Jakarta (15/10) – Menindaklanjuti rapat koordinasi permohonan alih status tanah dari Kementerian Desa PDTT ke Kementerian Pendidikan dan Kebudayaan, siang ini, melalui Asisten Deputi PAUD, Pendidikan dasar dan Pendidikan Masyarakat Kemenko PMK, Femmy Eka Kartika Putri, mengadakan rakor tindak lanjut permohonan alih status tanah LPMP Kaltara di ruang rapat lantai 10 Kemenko PMK, Jakarta. 

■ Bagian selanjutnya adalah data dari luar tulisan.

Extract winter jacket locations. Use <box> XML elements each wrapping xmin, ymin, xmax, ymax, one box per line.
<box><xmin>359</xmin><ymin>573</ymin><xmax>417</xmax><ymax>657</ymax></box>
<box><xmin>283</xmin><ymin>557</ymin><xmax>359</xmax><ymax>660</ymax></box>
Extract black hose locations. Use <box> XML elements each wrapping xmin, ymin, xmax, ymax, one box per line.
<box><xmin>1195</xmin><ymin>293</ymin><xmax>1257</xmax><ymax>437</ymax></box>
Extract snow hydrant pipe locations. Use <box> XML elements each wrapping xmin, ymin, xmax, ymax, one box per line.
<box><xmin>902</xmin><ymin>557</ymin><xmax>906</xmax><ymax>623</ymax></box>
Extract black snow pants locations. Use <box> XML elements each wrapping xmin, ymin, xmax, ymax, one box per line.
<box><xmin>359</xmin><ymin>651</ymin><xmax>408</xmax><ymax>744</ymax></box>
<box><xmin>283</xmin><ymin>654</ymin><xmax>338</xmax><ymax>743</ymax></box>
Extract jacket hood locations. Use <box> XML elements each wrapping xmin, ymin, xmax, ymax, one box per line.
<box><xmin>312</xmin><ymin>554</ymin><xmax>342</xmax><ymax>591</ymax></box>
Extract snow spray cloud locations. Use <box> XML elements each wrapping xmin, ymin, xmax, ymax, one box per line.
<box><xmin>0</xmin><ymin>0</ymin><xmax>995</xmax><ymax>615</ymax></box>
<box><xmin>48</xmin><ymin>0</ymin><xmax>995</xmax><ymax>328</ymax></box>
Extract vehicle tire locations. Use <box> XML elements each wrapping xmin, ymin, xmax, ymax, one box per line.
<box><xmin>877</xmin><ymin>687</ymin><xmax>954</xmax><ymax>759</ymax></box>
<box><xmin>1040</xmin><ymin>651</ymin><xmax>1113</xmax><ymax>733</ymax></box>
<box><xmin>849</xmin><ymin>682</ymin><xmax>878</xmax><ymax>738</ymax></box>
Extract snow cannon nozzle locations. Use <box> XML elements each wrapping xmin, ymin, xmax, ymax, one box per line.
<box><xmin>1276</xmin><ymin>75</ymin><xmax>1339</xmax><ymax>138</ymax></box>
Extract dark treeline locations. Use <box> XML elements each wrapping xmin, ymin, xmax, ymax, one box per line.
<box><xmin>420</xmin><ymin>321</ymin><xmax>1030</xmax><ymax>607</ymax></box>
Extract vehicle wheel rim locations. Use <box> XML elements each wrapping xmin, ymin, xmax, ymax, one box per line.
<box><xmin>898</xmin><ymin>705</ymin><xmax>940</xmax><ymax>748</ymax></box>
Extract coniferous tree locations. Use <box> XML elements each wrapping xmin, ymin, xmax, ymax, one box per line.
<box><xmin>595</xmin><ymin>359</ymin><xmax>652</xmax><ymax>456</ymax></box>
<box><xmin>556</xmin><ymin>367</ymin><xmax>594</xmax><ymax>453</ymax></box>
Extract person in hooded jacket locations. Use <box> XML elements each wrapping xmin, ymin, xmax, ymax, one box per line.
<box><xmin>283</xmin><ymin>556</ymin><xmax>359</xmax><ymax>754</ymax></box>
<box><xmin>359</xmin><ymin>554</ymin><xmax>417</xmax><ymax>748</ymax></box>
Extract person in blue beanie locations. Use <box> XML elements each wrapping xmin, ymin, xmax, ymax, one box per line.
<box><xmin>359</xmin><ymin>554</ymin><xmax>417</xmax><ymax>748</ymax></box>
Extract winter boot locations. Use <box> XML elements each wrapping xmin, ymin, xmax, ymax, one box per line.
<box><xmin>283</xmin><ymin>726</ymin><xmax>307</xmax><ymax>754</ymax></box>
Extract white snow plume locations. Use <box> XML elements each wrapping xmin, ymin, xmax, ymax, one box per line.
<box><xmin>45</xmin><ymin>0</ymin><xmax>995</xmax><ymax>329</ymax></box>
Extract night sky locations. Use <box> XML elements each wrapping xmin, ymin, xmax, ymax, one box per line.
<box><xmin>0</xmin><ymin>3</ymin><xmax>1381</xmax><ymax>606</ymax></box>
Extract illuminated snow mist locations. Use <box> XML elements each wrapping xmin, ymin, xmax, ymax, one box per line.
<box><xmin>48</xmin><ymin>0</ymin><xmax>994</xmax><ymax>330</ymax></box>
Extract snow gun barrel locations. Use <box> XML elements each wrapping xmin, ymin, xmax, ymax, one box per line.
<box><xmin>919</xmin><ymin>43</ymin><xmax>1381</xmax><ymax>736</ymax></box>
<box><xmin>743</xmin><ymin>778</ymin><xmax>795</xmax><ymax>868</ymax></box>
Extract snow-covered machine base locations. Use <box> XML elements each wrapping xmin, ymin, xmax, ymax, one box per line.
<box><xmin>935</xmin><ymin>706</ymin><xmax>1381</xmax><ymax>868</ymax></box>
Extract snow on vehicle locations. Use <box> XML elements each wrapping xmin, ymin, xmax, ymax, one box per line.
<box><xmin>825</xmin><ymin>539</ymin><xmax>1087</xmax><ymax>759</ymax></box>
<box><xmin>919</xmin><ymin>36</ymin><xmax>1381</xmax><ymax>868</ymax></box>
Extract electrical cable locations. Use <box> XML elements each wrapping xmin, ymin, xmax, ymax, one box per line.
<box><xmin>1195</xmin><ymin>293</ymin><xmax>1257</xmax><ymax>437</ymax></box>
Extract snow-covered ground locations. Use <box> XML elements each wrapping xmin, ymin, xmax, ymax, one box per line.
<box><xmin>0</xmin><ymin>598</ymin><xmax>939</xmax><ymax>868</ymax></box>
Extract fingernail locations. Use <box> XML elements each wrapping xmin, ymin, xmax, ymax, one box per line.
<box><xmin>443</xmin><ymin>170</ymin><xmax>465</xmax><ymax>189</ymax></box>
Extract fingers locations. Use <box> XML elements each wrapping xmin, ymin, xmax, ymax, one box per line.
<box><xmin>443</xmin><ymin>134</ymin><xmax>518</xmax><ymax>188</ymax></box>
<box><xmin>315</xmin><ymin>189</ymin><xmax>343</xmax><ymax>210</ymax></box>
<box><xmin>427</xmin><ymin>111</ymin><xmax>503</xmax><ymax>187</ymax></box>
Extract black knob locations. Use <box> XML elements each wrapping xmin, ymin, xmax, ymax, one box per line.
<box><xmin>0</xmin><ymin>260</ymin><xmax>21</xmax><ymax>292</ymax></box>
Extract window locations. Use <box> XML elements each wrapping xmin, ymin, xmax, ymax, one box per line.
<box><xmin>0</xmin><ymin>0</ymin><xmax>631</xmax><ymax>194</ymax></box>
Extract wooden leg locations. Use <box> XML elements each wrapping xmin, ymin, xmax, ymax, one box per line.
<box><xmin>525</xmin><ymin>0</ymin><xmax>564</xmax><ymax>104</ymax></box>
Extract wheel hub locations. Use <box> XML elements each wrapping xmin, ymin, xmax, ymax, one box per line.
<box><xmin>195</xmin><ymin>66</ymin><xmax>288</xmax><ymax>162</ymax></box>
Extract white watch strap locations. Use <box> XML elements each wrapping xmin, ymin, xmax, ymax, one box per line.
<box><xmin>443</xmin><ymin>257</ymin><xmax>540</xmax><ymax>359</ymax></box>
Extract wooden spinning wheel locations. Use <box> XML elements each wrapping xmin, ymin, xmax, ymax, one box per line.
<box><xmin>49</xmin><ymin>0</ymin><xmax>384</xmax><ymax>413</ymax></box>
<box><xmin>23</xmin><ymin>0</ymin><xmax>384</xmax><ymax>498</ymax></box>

Dalam paparanya, Femy Mengatakan LPMP kaltara berdiri atas persetujuan Menpan RB No 3712/M.PANRB/II/2016.  Hibah tanah tersebut berdasarkan berita acara hibah tanah dari Bupati Kabupaten Bulungan ke Kemendikbud, yang kemudian terjadi kesepakatan atas Kementerian Desa PDTT dengan Kemendikbud. Di tahun 2018 pembangunan gedung LPMP Kaltara tidak bisa dilaksanakan meskipun sudah ada alokasi anggaran karena alih status tanah belum selesai. Untuk itu, perlu tindak lanjut dalam menyelesaikan masalah tersebut, diantaranya LPMP mengajukan pengecekan tanah kepada kantor pertanahan.

Pengecekan bisa dimulai dari lokasi rencana pembangunan gedung LPMP, yang kemudian diterbitkan pemberitahuan tentang status tanah LPMP kepada LPMP Kaltara. Selanjutnya, Mendikbud menyampaikan kepada Mendes PDTT tentang status tanah LPMP.